When we see things like Palestinian folks being censored or mistranslations or whatever the case may be, this is also happening to employees. And I think it's unfortunate, but again, I am happy that it's being brought to light because this has been happening. You said you were doing this in 2021. I was doing this in 2019, 2020. This is four years that we ourselves have been doing this work. There are people who've been doing this before us. So finally having it being brought to light and being able to have these conversations, I think is really important. The other thing that I will say is, again, you have more power than you think you do. And I think again, there's a burden of feeling like you have to be the person to be able to do this. And there is something that is so important and critical about this work, and I think you've done the work and you recognize so often the sort of reality is that it's life or death for people who happen to identify with you. And when those are the stakes, it's really, really hard to not get involved.

Nadah Feteih:

And I know folks at these companies where when it becomes this intense and extreme, they'll leave out of principle. But the folks that do choose to stay, for them to recognize that they're in a position of privilege and there's a lot of advocacy they can do internally, and we need people pushing for this change from all different sides.

Anika Collier Navaroli:

We will always need people working inside of tech companies. Change will never happen. I mean, it might happen, but my theory of change and the way that I have seen things work takes a variety of people and a variety of different angles advocating for change. And so you can have the external advocacy, but you need somebody internally who's going to be able to write the policy, who's going to be able to have the conversation, who's going to be able to make the argument when it counts. And so to that person, to all of those people who are continuing to do that work, that is the Lord's work. More power to you, because it is so incredibly important. And I just want to say we see you.
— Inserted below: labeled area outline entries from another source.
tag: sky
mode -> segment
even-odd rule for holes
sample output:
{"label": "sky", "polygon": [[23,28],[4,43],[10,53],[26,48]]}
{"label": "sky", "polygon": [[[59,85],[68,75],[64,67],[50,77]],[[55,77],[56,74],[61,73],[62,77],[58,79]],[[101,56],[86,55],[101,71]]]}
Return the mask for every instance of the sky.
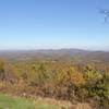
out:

We honor that work, and part of why we are here is to talk about it and to honor it.

Nadah Feteih:

It feels like we've been doing this work for years and right now it still feels like a lot of times as we're pushing for these changes internally, there's still a lot of reactive measures that are taken and responses from leadership that are either made just to placate employees or just band-aid solutions that aren't really addressing the foundational issues and senior leadership that also say things like, usually when employees escalate things, it's just an HR problem, so how can we really push for these changes to happen so that we're not constantly bringing up the same things year over year?

Anika Collier Navaroli:

Yeah, I think that's a really interesting sort of approach. And I think when you're sitting inside of a company, it's really easy to also feel like you're being ignored or that what you're saying doesn't necessarily matter. And again, I want to encourage folks who are doing that work that it is incredibly important because so many moments that I have seen, there have been people internally who have been pushing for a change or pushing for a policy or pushing for something, and it's never been prioritized. And next thing you know, there's a crisis or the New York Times has you on the front page talking about the thing that you have been trying to work on, and all of a sudden it's a priority and there's resources. And if you are the person who has been beating that drum, you are able to then at that moment pick it up and run with it. But it's incredibly unfortunate that sometimes it really does take that sort of external pressure for it to happen, but also it requires that internal person as well.

Nadah Feteih:

Yeah. And it's got to a point where you had decided to leave and you became a whistleblower, which I think is what put you in the spotlight. So I wanted to ask and understand and share with the audience why you decided to become a whistleblower, what advice you have for tech workers that want to share their experiences externally. And there's still taboo and there's a stigma around linking information.

Anika Collier Navaroli:

Yes, I did decide to come forward publicly as a whistleblower, and I'm not the first whistleblower from trust and safety. And in the research that I did, I talked specifically about Ifeoma at Pinterest, and Charlotte at Amazon, and Joel at TikTok, and how all these folks coming forward has given sort of the first inside insight that we have into how so many people are treated, right? And I also think working in trust and safety, you see the worst things day in and day out. Can you imagine how bad things must have to be for you to be willing to risk your career, risk everything to be able to come forward and say, this thing has happened? And in my case, it was democracy, and that was something that continues to be much bigger than me.

And so it was important. I felt that it was important for me. I think the thing about whistleblowing is it kind of has a bad rep, and I get it. When I first became a whistleblower and people called me whistleblower, I was like, please don't. I’ve gotten a little better with it now. But I think there's a lot of negative connotations with it. But I think the thing is, you don't have to do what I did. You don't have to come forward, go talk to Congress, testify to Congress under oath on c-span. That's a very specific path. I think that there are so many other ways to be able to tell the truth, and I would encourage people to do this first, actually, let me say this. I encourage nobody to tell the truth or talk to anybody without first talking to a lawyer or a whistleblower organization so you understand your rights and your risks.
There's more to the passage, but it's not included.